A collection of tools to assist with pregnancy research.
Project description
pypreg
pypreg is a collection of packages that classifies pregnancy outcome types from health data, identifies severe maternal morbidity, adverse pregnancy outcomes, and calculates obstetric comorbidity scores.
Features
This package makes available several methods to support pregnancy research:
- Pregnancy Outcome Classification:
- Classify pregnancies by their outcome (Live birth, Stillbirth, etc.)

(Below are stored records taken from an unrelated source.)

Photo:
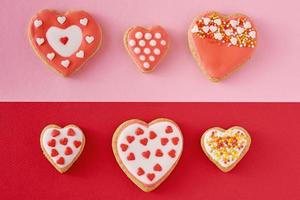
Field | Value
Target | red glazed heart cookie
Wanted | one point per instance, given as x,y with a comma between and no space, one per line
225,148
221,44
146,46
62,146
64,41
147,153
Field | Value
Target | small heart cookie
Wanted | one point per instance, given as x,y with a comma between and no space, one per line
146,46
62,146
225,148
64,41
221,44
147,153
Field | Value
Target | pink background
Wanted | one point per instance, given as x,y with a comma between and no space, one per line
271,75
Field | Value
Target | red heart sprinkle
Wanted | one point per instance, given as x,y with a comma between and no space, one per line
68,151
131,156
164,141
71,132
175,140
77,143
60,161
55,133
144,141
169,129
54,153
139,131
63,141
146,154
130,138
152,135
150,176
172,153
157,168
159,153
52,143
124,147
140,171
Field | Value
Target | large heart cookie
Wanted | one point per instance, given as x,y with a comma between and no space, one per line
221,44
146,46
64,41
225,148
62,146
147,153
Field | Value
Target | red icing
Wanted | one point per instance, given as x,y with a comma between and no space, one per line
55,133
68,151
60,161
146,154
169,129
52,143
157,167
172,153
63,141
54,153
175,140
49,18
164,141
130,138
150,176
140,171
131,156
159,153
152,135
162,48
77,143
124,147
71,132
139,131
144,141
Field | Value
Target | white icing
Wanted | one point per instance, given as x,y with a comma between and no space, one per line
50,56
37,23
137,148
65,63
61,19
219,133
74,35
83,21
61,148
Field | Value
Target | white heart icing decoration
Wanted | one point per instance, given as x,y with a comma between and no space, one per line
153,158
74,35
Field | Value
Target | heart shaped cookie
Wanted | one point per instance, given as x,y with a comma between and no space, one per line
146,46
220,44
62,146
147,153
225,148
64,41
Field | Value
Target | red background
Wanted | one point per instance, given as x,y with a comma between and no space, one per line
270,170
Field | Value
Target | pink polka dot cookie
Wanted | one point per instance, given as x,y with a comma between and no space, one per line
221,44
64,41
146,46
62,146
147,153
225,148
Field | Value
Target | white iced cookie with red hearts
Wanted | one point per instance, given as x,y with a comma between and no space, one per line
225,148
62,146
64,41
146,46
147,152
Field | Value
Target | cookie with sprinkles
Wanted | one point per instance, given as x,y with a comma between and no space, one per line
147,152
225,148
221,44
146,46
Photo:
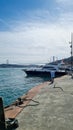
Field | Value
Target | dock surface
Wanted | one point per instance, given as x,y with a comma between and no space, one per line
51,107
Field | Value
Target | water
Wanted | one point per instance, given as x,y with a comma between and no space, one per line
14,83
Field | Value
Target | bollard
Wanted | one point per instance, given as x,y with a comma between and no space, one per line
2,116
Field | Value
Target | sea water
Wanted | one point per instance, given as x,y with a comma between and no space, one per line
14,83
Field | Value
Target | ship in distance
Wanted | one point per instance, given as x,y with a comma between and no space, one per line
45,70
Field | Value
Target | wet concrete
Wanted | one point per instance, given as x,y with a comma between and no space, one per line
53,109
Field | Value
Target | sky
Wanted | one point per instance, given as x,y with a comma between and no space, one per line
33,31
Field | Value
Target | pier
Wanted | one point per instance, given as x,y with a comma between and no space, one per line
47,106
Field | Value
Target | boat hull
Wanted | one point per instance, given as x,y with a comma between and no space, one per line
43,73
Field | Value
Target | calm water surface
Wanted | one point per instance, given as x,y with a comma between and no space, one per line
14,83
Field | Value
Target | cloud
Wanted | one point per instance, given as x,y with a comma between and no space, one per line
37,38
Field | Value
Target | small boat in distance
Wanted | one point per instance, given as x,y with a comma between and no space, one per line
45,71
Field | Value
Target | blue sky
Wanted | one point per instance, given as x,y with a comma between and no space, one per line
33,31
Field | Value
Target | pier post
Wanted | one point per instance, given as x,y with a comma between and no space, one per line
2,116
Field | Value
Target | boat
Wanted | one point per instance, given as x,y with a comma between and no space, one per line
45,71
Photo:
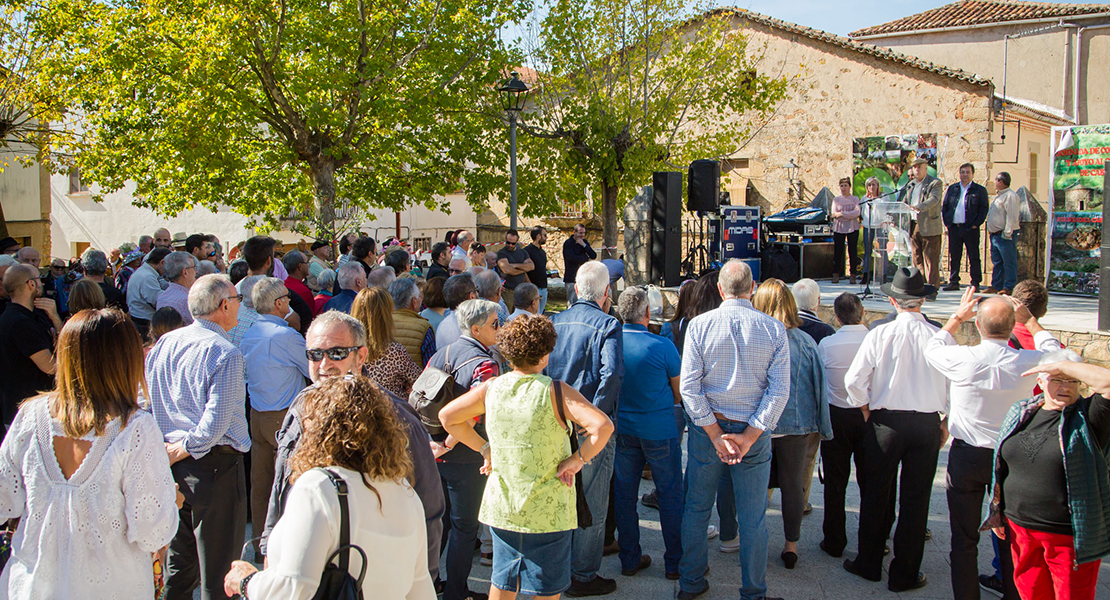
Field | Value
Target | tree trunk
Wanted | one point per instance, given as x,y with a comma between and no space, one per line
609,217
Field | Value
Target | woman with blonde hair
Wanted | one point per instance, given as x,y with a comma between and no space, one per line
387,363
83,464
352,430
805,417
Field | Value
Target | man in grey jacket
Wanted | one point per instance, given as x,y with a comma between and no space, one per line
922,194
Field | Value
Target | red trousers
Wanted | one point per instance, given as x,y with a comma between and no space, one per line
1045,566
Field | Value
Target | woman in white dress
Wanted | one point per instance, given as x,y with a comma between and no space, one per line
86,471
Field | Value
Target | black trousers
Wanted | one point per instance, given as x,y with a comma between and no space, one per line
211,524
970,470
896,438
838,243
960,239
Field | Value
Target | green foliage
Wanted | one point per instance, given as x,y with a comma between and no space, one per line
270,107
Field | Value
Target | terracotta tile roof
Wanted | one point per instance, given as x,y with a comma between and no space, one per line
971,12
858,47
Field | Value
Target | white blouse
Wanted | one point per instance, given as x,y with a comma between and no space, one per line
89,537
391,532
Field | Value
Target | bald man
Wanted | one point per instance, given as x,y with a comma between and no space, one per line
986,382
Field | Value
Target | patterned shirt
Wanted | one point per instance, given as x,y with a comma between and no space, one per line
198,389
177,296
736,362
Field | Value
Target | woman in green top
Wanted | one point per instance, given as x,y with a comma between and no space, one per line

- Adverse Pregnancy Outcomes:
- Identify the presence of indicators for Cesarean section, Preeclampsia, Gestational Diabetes, Gestational Hypertension, and Fetal Growth Restriction
- Severe Maternal Morbidity:
- Identify the presence of SMM and non-Transfusion SMM
- Get individual flags for each of 21 indicators that make up the SMM definition
- Obstetric Comorbidity Index:
- Get a numeric obstetric comorbidity index consistent with methods published by Bateman or Leonard
General Usage Data Format
The methods in this package rely on diagnostic, procedure, and/or diagnostic related group (DRG) codes. These codes should be organized rowwise with the relevant patient identifiers in the context of a pandas dataframe.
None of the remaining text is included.